Custom Contract State Tracking:

  • Supports operator-defined custom contracts and tables
  • Uses a flexible configuration system to define which contract tables to synchronize
  • Automatically creates appropriate indexes based on contract schemas
  • Stores tables in collections named {contract}-{table}

State Synchronization:

  • Enables state synchronization even when starting from snapshots, providing a complete view of the blockchain state
  • Managed through the hyp-control CLI tool, allowing for targeted synchronization of specific contracts
  • Maintains block references to track state changes over time

Query Optimization:

  • Creates specialized indexes based on common query patterns
  • Supports advanced query capabilities including MongoDB operators like $gt, $lt, $in for filters
  • Automatically handles date fields for time-based queries

API Integration:

  • Provides dedicated API endpoints for querying state data
  • Supports endpoints like /v2/state/* API endpoints
  • Offers flexible filtering options with pagination

Dynamic Contract Schema Support:

  • Either automatically creates indexes based on contract ABIs
  • Or allows for manual index configuration for custom query patterns
  • Supports text search indexes for specific fields when configured

3.6 Hyperion Indexer

A Node.js application responsible for fetching data from SHIP, deserializing it, processing actions and deltas according to configured filters/handlers, and publishing data to RabbitMQ queues for indexing and state updates. Managed by the PM2 process manager.

3.7 Hyperion API Server

A Node.js (Fastify framework) application that serves the HTTP API endpoints (v1 and v2). It queries Elasticsearch, MongoDB, Redis, and the Antelope node as needed. It also manages the Swagger documentation UI and handles WebSocket connections for live streaming. Typically run in cluster mode using PM2 for scalability and resilience.

3.8 Hyperion Stream Client (Optional)

A client library (for Web and Node.js) simplifying connection to the real-time streaming endpoints offered by enabled Hyperion providers. See Stream Client Documentation.

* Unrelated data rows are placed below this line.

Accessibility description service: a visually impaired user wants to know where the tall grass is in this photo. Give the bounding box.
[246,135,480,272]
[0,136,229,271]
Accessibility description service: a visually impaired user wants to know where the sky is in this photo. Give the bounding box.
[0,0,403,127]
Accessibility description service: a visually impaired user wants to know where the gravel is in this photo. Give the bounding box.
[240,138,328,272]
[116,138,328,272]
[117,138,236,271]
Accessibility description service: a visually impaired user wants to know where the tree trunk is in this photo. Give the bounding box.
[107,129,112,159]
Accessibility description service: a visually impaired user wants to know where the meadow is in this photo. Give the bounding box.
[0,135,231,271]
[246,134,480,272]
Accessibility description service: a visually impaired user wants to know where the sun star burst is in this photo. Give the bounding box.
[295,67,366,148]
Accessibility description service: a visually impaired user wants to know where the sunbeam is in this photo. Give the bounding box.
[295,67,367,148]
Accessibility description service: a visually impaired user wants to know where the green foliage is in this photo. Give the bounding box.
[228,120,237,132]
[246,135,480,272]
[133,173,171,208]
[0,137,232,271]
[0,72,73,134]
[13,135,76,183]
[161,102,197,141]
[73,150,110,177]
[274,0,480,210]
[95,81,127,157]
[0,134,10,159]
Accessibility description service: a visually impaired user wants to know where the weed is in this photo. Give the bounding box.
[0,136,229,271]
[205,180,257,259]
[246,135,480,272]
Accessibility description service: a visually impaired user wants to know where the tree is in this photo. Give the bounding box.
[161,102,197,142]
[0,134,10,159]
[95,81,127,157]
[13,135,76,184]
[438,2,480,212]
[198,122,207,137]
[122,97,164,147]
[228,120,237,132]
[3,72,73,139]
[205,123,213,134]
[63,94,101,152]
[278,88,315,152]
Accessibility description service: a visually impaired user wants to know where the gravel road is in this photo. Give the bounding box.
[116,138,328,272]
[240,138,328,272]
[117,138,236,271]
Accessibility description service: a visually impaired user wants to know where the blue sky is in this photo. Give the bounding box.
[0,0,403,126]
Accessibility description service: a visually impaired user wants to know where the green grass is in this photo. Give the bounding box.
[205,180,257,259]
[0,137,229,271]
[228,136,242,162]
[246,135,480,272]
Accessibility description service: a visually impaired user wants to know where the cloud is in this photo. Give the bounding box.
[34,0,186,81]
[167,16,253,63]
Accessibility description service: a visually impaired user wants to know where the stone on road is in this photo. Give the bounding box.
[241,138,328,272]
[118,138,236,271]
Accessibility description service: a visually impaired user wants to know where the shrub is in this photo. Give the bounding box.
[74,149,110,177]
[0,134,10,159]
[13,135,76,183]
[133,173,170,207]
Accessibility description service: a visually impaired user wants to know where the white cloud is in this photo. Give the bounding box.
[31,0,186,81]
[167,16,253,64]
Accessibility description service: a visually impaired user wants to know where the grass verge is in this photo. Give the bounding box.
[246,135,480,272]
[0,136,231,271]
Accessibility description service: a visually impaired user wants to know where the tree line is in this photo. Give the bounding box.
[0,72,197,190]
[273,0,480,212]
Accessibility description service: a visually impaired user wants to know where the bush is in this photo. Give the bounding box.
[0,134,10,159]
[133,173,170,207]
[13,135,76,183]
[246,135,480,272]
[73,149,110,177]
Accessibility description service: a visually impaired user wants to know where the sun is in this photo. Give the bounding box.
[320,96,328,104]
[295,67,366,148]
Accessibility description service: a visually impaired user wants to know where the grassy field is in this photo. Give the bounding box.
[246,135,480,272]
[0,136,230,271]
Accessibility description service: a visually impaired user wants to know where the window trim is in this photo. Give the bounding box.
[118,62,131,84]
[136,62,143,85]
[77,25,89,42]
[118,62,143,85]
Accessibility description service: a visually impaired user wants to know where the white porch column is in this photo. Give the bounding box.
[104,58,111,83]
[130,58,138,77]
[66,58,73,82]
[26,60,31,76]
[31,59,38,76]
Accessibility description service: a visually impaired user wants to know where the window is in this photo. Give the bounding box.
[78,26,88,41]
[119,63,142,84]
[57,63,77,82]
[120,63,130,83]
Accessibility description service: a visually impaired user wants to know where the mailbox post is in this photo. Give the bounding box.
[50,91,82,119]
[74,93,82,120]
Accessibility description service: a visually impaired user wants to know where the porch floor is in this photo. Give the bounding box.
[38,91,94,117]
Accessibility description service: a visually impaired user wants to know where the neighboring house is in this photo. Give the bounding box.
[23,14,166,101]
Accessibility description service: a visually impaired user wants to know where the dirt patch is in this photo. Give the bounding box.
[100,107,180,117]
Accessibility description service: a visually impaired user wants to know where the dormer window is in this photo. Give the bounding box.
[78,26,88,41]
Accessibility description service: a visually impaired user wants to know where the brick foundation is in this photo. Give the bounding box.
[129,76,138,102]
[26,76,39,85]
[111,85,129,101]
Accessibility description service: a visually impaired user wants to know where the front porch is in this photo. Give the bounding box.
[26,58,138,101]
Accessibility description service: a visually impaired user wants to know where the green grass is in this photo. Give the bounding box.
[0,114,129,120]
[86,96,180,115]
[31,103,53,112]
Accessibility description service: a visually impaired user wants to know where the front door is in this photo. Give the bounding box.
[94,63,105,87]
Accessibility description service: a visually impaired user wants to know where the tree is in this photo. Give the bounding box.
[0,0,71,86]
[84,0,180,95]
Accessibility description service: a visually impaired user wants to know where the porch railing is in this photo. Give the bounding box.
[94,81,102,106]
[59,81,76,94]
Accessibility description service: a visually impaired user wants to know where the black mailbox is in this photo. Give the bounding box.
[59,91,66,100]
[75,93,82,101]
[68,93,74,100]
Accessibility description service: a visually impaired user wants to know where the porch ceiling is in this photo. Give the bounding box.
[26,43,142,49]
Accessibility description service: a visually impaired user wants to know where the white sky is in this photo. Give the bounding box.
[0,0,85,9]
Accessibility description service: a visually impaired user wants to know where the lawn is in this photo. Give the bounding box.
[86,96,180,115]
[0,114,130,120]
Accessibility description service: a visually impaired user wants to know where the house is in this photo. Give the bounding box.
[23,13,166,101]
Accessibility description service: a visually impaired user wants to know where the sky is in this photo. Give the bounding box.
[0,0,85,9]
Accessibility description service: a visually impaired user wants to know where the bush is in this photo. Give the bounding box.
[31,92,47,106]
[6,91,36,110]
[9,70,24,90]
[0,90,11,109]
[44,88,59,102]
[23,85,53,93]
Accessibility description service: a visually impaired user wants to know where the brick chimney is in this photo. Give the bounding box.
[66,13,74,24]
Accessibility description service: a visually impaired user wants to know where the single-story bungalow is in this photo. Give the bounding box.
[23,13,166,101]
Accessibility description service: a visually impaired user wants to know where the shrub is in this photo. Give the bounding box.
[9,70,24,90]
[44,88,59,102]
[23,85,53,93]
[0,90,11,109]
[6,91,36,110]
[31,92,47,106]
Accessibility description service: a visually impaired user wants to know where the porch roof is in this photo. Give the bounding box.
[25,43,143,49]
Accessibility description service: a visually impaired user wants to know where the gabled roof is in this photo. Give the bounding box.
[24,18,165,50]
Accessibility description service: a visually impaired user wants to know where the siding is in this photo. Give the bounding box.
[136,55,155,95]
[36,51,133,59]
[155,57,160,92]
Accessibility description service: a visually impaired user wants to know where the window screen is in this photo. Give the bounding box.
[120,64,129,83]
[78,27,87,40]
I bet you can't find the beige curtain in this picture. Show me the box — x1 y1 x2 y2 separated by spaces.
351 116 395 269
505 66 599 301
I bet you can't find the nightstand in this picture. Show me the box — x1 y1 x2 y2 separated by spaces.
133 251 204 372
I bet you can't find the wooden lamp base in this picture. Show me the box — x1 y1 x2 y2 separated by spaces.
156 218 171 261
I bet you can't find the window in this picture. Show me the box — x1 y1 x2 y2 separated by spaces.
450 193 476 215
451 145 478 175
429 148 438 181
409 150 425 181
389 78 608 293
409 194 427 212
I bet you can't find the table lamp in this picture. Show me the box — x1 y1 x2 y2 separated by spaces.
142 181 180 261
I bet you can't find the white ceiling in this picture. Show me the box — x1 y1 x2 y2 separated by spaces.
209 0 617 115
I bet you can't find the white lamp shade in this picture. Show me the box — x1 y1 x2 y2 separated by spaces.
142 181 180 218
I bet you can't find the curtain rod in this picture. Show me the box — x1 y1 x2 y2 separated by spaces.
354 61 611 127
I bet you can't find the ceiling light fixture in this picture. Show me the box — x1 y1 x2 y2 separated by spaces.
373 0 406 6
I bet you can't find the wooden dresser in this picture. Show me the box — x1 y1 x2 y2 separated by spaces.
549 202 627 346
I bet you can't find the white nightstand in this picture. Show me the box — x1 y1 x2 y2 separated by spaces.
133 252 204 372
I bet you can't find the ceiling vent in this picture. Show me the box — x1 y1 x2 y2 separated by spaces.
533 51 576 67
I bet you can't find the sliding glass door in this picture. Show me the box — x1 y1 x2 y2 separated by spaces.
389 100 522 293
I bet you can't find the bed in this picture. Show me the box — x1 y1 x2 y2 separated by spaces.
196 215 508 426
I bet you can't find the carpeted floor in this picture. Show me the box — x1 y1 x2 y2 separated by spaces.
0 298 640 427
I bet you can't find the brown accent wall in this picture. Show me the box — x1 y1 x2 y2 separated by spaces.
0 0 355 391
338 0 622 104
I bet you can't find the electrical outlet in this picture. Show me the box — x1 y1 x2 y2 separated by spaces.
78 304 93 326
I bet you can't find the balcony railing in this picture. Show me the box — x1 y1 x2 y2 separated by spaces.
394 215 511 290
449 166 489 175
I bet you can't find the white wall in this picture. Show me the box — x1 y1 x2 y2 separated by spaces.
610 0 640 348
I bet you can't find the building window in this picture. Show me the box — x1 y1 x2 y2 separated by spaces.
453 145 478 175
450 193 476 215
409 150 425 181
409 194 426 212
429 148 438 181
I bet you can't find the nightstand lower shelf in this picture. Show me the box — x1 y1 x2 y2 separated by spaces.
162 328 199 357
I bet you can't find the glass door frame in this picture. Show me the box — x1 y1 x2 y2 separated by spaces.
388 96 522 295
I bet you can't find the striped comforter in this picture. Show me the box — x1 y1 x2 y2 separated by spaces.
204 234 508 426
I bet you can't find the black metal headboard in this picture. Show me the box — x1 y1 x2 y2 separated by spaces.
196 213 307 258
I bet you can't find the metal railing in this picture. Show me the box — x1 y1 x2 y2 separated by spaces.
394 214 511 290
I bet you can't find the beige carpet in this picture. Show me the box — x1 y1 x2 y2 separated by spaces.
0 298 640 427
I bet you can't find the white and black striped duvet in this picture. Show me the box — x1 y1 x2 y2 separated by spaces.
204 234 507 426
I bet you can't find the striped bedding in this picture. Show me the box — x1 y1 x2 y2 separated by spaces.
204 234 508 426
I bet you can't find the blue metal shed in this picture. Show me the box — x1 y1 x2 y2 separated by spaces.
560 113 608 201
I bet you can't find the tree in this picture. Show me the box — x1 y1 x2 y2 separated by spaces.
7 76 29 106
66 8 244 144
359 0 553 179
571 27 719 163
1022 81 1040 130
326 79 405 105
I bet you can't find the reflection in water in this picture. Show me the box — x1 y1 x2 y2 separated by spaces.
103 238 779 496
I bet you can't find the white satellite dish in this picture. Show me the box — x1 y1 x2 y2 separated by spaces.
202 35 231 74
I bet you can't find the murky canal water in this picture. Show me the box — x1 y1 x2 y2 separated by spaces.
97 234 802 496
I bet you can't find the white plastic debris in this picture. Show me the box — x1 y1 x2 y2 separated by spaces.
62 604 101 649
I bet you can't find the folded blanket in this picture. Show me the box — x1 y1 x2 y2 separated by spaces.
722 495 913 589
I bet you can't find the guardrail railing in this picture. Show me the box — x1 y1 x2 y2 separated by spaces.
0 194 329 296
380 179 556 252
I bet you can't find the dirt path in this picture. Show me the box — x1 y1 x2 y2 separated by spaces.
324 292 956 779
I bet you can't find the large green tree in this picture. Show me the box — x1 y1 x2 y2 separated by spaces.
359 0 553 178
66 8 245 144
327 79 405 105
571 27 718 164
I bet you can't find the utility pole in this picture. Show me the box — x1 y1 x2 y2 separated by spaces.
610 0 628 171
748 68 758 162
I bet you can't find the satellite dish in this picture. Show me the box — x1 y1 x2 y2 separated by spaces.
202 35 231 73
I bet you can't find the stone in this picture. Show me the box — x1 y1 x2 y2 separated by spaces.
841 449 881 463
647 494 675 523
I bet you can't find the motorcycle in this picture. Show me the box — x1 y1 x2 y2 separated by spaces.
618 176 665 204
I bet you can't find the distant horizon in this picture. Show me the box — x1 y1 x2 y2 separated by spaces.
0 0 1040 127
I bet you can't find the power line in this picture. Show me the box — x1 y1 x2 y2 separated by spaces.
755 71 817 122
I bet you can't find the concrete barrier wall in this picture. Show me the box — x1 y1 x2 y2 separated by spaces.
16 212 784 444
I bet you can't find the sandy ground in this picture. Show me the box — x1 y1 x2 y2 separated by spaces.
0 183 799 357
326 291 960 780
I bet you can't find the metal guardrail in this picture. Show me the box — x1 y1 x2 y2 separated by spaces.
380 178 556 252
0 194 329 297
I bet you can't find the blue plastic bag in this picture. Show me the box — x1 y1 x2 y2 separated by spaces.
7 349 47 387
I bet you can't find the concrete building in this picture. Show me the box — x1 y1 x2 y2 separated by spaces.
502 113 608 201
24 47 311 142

3.9 Hyperion Plugins (Optional)

Hyperion features an extensible plugin architecture. Plugins can add custom data handlers, API routes, or other functionalities. Managed via the hpm command-line tool.

4. Getting Started

For detailed setup instructions, API usage, and technical deep-dives, please visit the Official Hyperion Documentation.

5. API Usage

  • Hyperion exposes a comprehensive v2 API for querying history and state.
  • A v1 API (compatible with the legacy history_plugin) is also provided.
  • Interactive API documentation is available via Swagger UI at the /docs endpoint of your running API server (e.g., http://your-hyperion-ip:7000/docs).
  • Refer to the API Reference Documentation for details and examples.

6. Contributing

We appreciate community contributions to Hyperion! Here’s how you can help:

  • Report Bugs: Find a problem? Please open an Issue detailing the steps to reproduce it.
  • Suggest Enhancements: Have an idea? Open an Issue or discuss it on our Hyperion Telegram group first.
  • Submit Code: Pull Requests (PRs) are welcome for bug fixes and improvements. For larger features, please discuss them in an issue or on the Telegram group beforehand.

7. License

Hyperion History API is licensed under the Attribution-NonCommercial-ShareAlike 4.0 International.